There had been a light rain, and warm mist rose from the road. Work boots slapped across glistening tar and splashed through moonlit puddles. They approached the underpass of the Fuller Warren Bridge.
“Where the hell are those damn bums?”
“Hold up.”
“What is it?”
“Over there.”
“Where?”
“Shhhhh.
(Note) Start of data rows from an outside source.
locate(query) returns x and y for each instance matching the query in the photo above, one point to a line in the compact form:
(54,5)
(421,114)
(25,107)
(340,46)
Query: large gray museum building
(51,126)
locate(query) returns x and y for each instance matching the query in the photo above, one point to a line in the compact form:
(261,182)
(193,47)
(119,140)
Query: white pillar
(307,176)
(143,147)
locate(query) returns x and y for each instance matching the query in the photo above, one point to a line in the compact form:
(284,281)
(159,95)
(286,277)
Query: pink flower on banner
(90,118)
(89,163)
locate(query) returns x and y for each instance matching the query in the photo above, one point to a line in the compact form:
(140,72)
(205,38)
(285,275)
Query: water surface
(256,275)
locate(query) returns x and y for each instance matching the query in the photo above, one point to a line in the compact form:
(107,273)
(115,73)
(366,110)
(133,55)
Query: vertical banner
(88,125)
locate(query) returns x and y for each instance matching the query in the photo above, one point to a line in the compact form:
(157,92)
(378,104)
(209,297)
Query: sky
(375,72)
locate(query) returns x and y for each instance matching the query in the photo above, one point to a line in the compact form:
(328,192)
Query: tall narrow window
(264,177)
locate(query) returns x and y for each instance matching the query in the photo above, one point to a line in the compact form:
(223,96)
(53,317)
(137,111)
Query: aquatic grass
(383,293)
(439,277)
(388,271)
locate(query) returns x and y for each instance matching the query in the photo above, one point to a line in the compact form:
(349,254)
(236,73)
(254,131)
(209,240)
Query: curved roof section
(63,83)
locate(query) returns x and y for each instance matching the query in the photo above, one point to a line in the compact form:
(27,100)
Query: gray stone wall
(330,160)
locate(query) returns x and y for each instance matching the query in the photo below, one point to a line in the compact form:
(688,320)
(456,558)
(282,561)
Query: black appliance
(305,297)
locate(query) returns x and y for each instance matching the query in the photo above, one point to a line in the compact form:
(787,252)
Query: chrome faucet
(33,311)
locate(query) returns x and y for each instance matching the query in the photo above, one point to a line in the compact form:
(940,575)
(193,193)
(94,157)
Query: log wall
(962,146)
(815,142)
Get your camcorder ready …”
A two-tone 1971 AMC Javelin with split upholstery sat in darkness and trash beneath a downtown bridge over the St. Johns River.
“Theories abound concerning the phenomenon of the nation’s trash elite inexorably percolating down to Florida like industrial toxins reaching our aquifers …”
A beer can popped. “You’re doing it again.”
Serge wrote furiously in his notebook. “Doing what?”
“Talking to yourself.”
“No I wasn’t.” More writing. “… This travel writer places his money on time-release scumbag DNA …”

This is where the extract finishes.